09
身体中を張りめぐる血管が熱く沸騰したかのように、内側から湧き上がる熱に全身身の毛がよだった。
これが、私の杖なんだ。
【オリバンダーの店】
紀元前382年創業。見上げた看板の文字に感激する。なんていうことだ。これが、かの有名なオリバンダーさんの店。本当に紀元前って書いてある。
危うく噴き出しそうになるところだったが、彼に早く入れと背中を押され飲み込んだ。
「おぉ、これはこれはスネイプ教授。あなたが杖を買いに来た日のことを昨日のように覚えておるぞ。あなたの杖は……」
「今日は私ではなく、こいつの杖を買いに来た」
前に出されれば目をまん丸にしたオリバンダーさんが、顔を覗き込んできた。
「こ、こんにちは」
「スネイプ教授に娘さんがいたとは初耳ですな」
「え、ち、違います。私はセブルスさんの娘では……」
ちょっ、そんな嫌そうな顔しなくても良いじゃないか。
「さて、杖腕はどちらかな?」
「こっちです」
私は右手を前に出した。すると何処から出したのやらメジャーで腕やら背、肩幅などいたるところを測られた。
「ふむ、あー名前を聞いていなかったね」
「First name・Family nameです」
「お見かけするに、東洋系かな?」
「はい」
「そうかそうか、でしたらこれなんかどうだね?」
オリバンダーは店の奥の奥へと箱を取りにいった。その背中は何とも楽しそうだ。でも、ハリーみたいにあれもこれも合わないというのは勘弁してほしい。
隣の教授が我慢出来なくなると思うので。
「さぁさ、これです。これです。牡丹の油に鷹の尾羽。そして死者の上に根を張るという桜の木。さらに死者の血液と涙。これは二つとない珍しい杖ですぞ」
え、最後に何か変な単語が聞こえたんですけど。顔を強張らせながら彼を見上げれば彼は特に表情を帰ることなくその杖を見つめていた。
魔法界じゃ珍しくないことなのかな?
「幾つもの国を渡り私の元へと辿り着いた。残念ながら製作者が誰なのかは不明じゃ。ただ……」
「ただ?」
「この杖からは唯ならぬ運命が紡ぎ出されるじゃろう」
誇りの被った木箱の中には赤黒く光る、細い杖が治まっていた。怪しく光るその色は、まるで血に飢えているかのように見えた。

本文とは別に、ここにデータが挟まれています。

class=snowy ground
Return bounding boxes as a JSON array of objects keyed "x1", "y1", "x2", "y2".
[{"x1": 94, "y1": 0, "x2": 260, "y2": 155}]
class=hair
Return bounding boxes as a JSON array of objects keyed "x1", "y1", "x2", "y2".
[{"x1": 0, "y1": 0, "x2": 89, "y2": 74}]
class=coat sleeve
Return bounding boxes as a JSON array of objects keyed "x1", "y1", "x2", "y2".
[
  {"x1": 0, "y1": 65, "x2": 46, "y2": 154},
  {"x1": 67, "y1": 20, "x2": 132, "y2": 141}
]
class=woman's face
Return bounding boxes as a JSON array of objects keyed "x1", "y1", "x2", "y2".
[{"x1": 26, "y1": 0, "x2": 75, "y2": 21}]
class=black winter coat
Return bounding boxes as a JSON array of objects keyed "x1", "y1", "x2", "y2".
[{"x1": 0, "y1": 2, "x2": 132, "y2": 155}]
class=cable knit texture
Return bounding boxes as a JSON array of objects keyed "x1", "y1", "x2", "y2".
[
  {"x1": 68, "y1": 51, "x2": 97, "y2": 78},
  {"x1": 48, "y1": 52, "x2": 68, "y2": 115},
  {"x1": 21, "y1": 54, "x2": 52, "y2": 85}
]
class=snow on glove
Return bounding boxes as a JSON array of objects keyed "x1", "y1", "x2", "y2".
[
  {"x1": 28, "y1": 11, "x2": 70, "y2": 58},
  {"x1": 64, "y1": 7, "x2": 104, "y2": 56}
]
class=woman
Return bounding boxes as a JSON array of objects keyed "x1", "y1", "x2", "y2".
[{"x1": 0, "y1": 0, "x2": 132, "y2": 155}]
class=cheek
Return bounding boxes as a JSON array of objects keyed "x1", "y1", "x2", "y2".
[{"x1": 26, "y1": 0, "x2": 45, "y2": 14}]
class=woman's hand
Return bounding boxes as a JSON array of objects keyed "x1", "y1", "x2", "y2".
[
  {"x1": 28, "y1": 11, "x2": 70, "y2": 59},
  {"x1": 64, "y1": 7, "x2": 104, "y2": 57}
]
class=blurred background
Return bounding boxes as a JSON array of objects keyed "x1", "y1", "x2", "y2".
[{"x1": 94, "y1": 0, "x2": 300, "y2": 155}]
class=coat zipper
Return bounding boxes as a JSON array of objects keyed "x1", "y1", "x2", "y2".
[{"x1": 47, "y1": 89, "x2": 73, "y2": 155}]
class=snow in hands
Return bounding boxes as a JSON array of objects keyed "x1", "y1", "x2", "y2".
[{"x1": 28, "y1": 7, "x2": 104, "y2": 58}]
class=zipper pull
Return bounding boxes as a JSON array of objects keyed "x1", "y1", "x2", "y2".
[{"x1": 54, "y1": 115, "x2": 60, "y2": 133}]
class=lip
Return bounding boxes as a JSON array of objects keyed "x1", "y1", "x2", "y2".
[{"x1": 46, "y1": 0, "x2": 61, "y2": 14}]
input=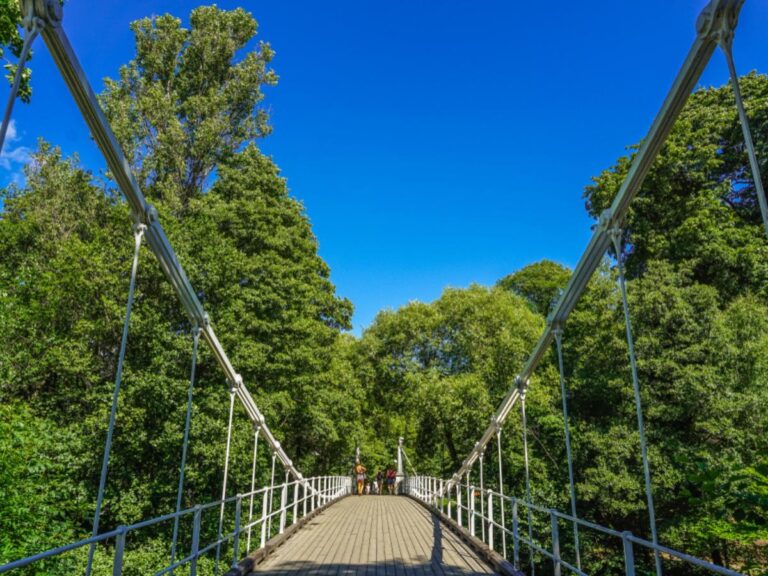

触れるのが恐ろしくなった。しかし、オリバンダーも彼も早く持てと威圧感を向けてくる。私は恐る恐る、その杖を握った。
「あ」
これ、私のだ。
舞い上がる赤い光に、私のじゃないなんて言えるはずがなかった。
一発で自分の杖を当てた。でも、この杖になるぐらいならもっと色んな杖に触れた方がましだったかもしれないと思った。